C’est seulement mercredi 30 octobre que le choix des 36 candidats à partir desquels on doit élire 9 personnes pour la prochaine ISIE a été fixé par la commission de tri et on accuse déjà du retard. Quelles causes ? Certaines erreurs commises et failles constatées…

Choix des candidats
Rappelons que la commission de tri, constituée de 22 membres, avait déjà choisi 36 candidats qui devaient passer pour élections devant la séance plénière. Une première crise a eu lieu ; certaines personnes ont fait appel auprès du tribunal administratif qui a bloqué les résultats. L’échelle d’évaluation utilisée par la commission a été jugée invalide par le tribunal.
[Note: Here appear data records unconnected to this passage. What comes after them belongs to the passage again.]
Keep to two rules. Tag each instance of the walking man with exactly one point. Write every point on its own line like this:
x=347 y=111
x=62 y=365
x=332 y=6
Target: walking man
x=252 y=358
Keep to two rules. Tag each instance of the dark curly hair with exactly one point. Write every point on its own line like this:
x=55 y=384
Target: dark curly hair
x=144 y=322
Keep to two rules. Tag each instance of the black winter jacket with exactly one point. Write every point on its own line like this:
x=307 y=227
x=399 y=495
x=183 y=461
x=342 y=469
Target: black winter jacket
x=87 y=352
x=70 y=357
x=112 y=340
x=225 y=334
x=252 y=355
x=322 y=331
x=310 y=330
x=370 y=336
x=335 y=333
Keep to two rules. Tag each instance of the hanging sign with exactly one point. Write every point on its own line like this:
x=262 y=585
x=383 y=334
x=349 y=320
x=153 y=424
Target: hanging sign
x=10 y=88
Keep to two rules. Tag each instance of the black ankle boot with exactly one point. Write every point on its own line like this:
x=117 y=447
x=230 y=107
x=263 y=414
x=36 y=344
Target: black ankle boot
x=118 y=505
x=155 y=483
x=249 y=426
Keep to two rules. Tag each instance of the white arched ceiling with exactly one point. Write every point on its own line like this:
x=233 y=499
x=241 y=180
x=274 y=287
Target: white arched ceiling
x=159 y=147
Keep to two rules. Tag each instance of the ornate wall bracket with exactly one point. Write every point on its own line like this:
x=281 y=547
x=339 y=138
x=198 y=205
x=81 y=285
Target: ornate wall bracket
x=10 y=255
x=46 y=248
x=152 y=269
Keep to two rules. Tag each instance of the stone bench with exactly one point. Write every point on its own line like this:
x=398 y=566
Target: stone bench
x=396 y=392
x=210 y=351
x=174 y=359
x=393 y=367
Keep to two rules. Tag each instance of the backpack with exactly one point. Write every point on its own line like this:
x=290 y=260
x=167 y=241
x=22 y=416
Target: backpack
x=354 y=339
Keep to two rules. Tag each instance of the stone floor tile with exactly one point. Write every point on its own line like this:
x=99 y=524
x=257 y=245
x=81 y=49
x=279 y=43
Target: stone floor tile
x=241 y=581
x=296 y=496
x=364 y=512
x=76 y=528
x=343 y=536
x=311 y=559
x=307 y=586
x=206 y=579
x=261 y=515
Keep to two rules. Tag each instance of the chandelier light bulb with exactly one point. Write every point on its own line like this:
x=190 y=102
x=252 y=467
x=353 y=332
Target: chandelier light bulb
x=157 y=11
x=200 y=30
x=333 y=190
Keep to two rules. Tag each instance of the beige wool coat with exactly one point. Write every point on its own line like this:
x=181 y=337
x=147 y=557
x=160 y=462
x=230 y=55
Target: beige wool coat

Cette première crise a été dépassée en fixant une nouvelle échelle d’évaluation qui a permis le choix de 36 candidats. Le vote a eu lieu en séance plénière et chaque candidat devait recevoir 145 voix pour être élu. Neuf tours ont été nécessaires et 8 membres sur les 9 exigés pour constituer l’ISIE 2 ont été élus. Un des membres a démissionné… Ils ne sont désormais plus que 7.
La loi organisant les votes stipule que la séance plénière devait étudier 4 candidatures de chaque profession. Le démissionnaire étant avocat, la séance plénière ne peut étudier son cas sans que la commission choisisse quatre personnes de la même profession. Chaque candidat doit obtenir 17 voix sur les 22 ; or une deuxième crise a eu lieu…
En effet, la deuxième crise est survenue en été, à l’assassinat de Mohamed Brahmi, ancien décideur de la commission de tri. Sur les 21 restants, 6 se sont retirés suite à la crise politique. Il ne restait plus que 15 membres, d’où l’impossibilité d’obtenir les 17 voix.
Les 36 candidats déjà choisis ont été par ailleurs réfutés par le tribunal administratif le 19 septembre dernier, les procédures n’ayant pas été respectées pas plus que l’échelle d’évaluation.
La commission a procédé au tri en séance fermée et n’avait pas élaboré de procès-verbal. Nul ne sait alors ce qui s’est véritablement passé, mais leur décision est nulle et non avenue sur le plan juridique, puisque le procès-verbal ne témoigne que de ce qui s’est passé lors des séances de tri. Retour à la case départ…
Chaouki Gdès, spécialiste en droit constitutionnel s’étant exprimé sur ce sujet, parle de trois solutions possibles «Revenir à l’ISIE 1 ; or cette solution n’est pas possible, car la loi stipule qu’il faut une deuxième ISIE. La deuxième solution pourrait être une validation législative via un texte de loi. Seulement il faut une Constitution et un juge constitutionnel derrière la validation, ce dont on ne dispose pas. D’un autre côté, il n’est pas logique qu’une autorité ayant commis une erreur procède elle-même à la correction de l’erreur. L’ISIE 2 créée dans ces conditions ne sera pas crédible et n’aura pas la confiance des Tunisiens. La troisième solution qui s’impose : continuer le processus et donc retour à la commission de tri qui devrait refaire son choix en respectant les procédures.»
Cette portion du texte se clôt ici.